Son numéro, aujourd'hui, ne
surprendrait plus mais quand il le fit pour la première fois au début des
années dix, le public resta estomaqué.
Auteur, chanteur, il s'était
essayé, dès 1900-1902, à tous les genres : comique troupier, genre
Mayol, genre
Paulus, gommeux, paysan, etc. - Ce n'est que peu avant les années dix
qu'il finit par quelque peu percer.
La voix qu'on a enregistré au début
des années vingt est agréable. La diction laisse quelque peu à désirer surtout
dans les remarques, commentaires, observations qu'il intercalent entre les
couplets, remarques, commentaires et observations qui justement furent sa marque
de commerce car notre homme avait développé un truc pour se
faire remarquer :
Lors de ses tours de chant, il
chante normalement une ou deux chansons puis, à la troisième, il descend dans
l'assistance où, fouillant dans le pardessus d'un monsieur, le sac d'une dame,
il improvise tout un spectacle où il déclenche les rires dans l'assistance,
spectacle auquel, naturellement, on ne ne peut assister par le biais de ses
disques.
D'aucuns affirment qu'il aurait pu
être un grand comique. - Les films auxquels il a participé, notamment sous le
couvert d'un personnage loufoque nommé Babylas (1911 et 1912) sont aujourd'hui
oubliés. - Dans les années vingt, il se tourna vers l'opérette via
Maurice
Chevalier dont il est la doublure sans grand
succès (sauf pour le rôle d'Arthur dans l'opérette d'Henri Christiné en
1929 -
film du même nom en 1930) puis il continua de jouer des seconds rôles jusqu'en
1938. :
Dans Babaou en
1932 (dont il avait écrit, avec Raphael Adam le livret, musique de Pierre Chagnon et Fred Pearly), Oh ! Papa ! en 1933 (de Maurice Yvain
et André Barde), La Dubarry la même année (adaptation de «Die
Dubarry» de Knepler, Welleminsky et Hans Martin Cremer sur une musique de
Theo MacKeben), Le Tzarévitz («Die Zarewitsch» de
Francis Lehar en 1935), Erosine en 1935 également (Valcler et Celerier), La
belle saison en 1937 (Letraz et Delettre), etc.

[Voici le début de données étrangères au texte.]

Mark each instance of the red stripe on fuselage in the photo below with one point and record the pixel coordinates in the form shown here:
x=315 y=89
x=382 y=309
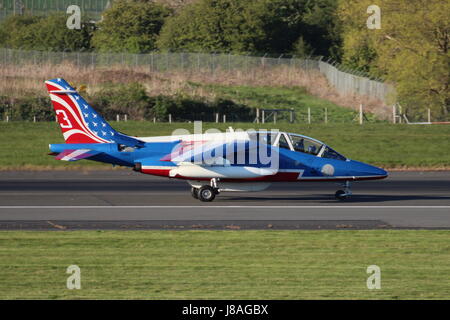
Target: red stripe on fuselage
x=279 y=177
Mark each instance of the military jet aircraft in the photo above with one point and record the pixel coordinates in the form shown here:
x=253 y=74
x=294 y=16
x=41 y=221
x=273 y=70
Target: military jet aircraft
x=210 y=162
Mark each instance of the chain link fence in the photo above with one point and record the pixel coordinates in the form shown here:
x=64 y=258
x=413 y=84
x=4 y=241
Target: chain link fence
x=344 y=82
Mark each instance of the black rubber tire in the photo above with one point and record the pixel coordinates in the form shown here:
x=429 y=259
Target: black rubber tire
x=340 y=195
x=206 y=194
x=194 y=192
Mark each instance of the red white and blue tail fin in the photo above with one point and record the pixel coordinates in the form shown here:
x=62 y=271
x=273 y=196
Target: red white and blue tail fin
x=79 y=122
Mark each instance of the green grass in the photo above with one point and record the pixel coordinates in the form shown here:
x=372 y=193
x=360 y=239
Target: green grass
x=25 y=144
x=225 y=264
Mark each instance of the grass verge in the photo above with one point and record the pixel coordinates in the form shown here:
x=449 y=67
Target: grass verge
x=225 y=264
x=24 y=145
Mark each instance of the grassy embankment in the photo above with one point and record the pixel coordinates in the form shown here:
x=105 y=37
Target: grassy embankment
x=225 y=264
x=25 y=145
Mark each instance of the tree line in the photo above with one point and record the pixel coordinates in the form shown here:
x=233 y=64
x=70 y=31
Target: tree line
x=410 y=49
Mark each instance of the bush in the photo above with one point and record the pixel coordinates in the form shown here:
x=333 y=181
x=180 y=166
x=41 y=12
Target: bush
x=252 y=26
x=130 y=99
x=44 y=33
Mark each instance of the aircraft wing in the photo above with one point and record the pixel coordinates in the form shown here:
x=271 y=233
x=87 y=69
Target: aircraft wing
x=209 y=152
x=74 y=155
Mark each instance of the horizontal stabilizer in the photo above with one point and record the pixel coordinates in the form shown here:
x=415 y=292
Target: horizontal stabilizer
x=74 y=155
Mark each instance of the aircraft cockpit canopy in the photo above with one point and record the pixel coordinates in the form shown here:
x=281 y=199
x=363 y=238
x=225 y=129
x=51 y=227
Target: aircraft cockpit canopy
x=299 y=143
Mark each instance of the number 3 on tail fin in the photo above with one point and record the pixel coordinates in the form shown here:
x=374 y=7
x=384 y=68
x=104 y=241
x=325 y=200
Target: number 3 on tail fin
x=64 y=121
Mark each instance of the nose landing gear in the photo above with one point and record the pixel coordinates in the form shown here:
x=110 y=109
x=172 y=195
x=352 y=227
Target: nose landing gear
x=206 y=193
x=344 y=194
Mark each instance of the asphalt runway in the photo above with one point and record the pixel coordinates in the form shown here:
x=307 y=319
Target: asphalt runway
x=67 y=200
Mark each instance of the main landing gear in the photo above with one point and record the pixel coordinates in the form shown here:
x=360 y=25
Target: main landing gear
x=206 y=193
x=344 y=194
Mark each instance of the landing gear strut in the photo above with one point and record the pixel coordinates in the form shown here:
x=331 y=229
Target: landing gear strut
x=194 y=192
x=344 y=194
x=206 y=193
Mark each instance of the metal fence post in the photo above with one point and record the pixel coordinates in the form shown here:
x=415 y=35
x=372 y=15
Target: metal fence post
x=360 y=114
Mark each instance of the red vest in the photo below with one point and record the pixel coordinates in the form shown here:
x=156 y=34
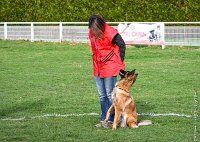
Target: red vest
x=106 y=56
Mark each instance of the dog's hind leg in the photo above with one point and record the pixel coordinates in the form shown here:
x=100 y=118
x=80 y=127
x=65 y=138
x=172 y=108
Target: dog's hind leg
x=116 y=118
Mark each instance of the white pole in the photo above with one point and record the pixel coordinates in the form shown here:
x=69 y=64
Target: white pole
x=61 y=32
x=32 y=32
x=5 y=30
x=163 y=45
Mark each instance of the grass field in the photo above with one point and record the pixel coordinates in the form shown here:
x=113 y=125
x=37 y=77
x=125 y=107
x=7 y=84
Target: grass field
x=42 y=84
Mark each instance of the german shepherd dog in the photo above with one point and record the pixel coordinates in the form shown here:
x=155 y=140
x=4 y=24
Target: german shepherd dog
x=123 y=103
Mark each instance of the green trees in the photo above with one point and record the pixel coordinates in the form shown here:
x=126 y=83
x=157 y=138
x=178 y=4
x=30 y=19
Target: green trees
x=111 y=10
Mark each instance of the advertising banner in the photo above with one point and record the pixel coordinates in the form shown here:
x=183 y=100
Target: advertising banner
x=135 y=33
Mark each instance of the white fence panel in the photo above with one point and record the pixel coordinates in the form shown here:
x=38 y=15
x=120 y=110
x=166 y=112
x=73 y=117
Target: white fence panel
x=176 y=33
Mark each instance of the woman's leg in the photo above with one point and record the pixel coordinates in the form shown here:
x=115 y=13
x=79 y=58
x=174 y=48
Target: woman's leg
x=105 y=87
x=102 y=96
x=109 y=85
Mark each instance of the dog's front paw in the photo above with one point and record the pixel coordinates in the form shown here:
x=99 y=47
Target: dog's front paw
x=105 y=124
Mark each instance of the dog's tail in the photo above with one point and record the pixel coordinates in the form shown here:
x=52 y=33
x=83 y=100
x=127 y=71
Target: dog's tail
x=145 y=123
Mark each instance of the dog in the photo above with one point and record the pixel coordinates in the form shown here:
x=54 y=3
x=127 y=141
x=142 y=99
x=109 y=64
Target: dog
x=123 y=103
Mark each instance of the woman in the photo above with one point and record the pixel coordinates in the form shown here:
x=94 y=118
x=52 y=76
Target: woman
x=108 y=49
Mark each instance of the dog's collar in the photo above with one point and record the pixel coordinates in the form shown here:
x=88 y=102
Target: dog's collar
x=122 y=91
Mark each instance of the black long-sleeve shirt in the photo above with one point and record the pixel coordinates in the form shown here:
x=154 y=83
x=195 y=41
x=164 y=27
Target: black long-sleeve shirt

On le vit entre autres dans le rôle de Brunner père, dans
les Trois
valses de Berger au côté d'Yvonne
Printemps en 1938.
Né le 3 novembre 1882, il mourut
complètement oublié en mars 1949.
EPM, dans son Anthologie de la
Chanson Française (1920-1930), a retenu, de lui, une chanson de Phylo, de Peraly et Gabaroche intitulée «Une canne et des gants»
enregistrée en 1921 qui fait quelque peu penser à Andrex
On écoutera, de lui, une chanson
dont il a composé les paroles, musique de Gabaroche encore une fois, intitulé Repentir !,
dans sa manière «spectacle» :
Repentir - interprété par Boucot, en
1919
Puis, dans sa manière «opérette»,
en 1933, tirée de Oh ! Papa !, une petite chose qui mérite d'être entendue mais
qui aurait pu tout aussi bien être enregistrée par Henri Garat :
Je suis petit (Maurice Yvain et André Barde) - un disque Ultraphone (AP 394)
À noter que les premiers
enregistrements de Mistinguett ont été effectués en duo avec
Boucot en 1920 : Le Gri-Gri d'amour et les Chanteurs de Cour.